OUR VIEWS AND OUR HOLDINGS COULD CHANGE AT ANY TIME. WE MAY SELL ANY OR ALL OF OUR HOLDINGS OR INCREASE OUR HOLDINGS BY PURCHASING ADDITIONAL SECURITIES. WE MAY TAKE ANY OF THESE OR OTHER ACTIONS REGARDING SOUTHWEST GAS WITHOUT UPDATING THIS LETTER OR PROVIDING ANY NOTICE WHATSOEVER OF ANY SUCH CHANGES (EXCEPT AS OTHERWISE REQUIRED BY LAW).
Certain statements contained in this letter are forward-looking statements including, but not limited to, statements that are predications of or indicate future events, trends, plans or objectives. Undue reliance should not be placed on such statements because, by their nature, they are subject to known and unknown risks and uncertainties. Forward-looking statements are not guarantees of future performance or activities and are subject to many risks and uncertainties. Due to such risks and uncertainties, actual events or results or actual performance may differ materially from those reflected or contemplated in such forward-looking statements. Forward-looking statements can be identified by the use of the future tense or other forward-looking words such as “believe,” “expect,” “anticipate,” “intend,” “plan,” “estimate,” “should,” “may,” “will,” “objective,” “projection,” “forecast,” “management believes,” “continue,” “strategy,” “position” or the negative of those terms or other variations of them or by comparable terminology.

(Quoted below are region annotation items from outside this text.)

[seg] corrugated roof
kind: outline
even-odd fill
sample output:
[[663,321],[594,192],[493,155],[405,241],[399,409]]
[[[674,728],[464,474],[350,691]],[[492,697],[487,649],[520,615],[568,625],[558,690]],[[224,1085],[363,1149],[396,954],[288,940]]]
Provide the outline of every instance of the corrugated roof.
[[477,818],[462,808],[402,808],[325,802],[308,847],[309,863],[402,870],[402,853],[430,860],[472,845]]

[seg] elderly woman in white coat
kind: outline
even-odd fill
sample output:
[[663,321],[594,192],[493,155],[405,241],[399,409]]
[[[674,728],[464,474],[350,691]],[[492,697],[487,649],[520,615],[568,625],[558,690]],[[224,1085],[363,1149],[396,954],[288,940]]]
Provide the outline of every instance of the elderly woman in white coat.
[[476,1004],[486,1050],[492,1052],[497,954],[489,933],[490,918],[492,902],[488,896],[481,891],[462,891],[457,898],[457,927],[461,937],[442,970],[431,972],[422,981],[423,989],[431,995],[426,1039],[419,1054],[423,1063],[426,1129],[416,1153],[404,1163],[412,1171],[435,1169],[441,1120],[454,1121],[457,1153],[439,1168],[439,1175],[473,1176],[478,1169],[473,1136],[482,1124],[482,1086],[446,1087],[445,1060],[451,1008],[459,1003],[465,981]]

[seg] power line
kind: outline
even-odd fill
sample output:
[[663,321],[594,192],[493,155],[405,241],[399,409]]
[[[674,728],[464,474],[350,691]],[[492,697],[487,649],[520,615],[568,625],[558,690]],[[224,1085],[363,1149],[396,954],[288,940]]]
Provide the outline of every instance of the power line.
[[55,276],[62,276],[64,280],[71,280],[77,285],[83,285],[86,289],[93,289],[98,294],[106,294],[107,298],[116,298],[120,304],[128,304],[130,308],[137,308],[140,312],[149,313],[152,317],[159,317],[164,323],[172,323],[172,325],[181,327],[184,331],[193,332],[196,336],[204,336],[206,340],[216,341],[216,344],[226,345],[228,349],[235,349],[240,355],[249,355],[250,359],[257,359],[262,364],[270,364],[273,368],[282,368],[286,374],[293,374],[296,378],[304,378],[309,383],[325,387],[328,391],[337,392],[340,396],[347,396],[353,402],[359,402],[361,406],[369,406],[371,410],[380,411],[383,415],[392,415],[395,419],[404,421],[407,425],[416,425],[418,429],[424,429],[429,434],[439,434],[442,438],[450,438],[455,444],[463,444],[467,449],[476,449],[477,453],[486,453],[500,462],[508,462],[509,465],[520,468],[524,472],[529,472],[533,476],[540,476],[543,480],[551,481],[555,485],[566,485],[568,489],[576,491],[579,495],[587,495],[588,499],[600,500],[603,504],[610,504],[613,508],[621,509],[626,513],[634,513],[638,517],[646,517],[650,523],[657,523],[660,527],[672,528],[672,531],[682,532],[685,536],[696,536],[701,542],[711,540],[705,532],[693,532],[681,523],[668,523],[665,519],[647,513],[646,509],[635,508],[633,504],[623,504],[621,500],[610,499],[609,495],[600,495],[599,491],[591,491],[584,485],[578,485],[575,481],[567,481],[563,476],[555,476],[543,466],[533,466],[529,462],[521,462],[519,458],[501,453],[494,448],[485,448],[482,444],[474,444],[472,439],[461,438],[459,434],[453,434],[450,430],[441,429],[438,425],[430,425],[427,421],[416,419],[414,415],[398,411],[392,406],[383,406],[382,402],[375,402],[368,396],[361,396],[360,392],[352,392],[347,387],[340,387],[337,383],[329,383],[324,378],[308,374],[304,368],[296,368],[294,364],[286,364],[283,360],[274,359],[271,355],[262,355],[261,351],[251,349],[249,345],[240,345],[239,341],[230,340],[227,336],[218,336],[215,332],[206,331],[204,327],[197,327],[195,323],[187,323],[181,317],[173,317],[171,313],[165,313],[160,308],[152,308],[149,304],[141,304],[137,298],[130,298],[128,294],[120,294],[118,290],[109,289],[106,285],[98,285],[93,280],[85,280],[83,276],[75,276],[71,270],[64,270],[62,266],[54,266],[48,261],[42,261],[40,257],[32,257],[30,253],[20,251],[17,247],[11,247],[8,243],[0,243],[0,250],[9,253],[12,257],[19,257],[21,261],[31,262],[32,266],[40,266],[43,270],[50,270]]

Important factors that could cause actual results to differ materially from the expectations set forth in this letter include, among other things, the factors identified in Southwest Gas’ public filings. Such forward-looking statements should therefore be construed in light of such factors, and we are under no obligation, and expressly disclaim any intention or obligation, to update or revise any forward-looking statements, whether as a result of new information, future events or otherwise, except as required by law.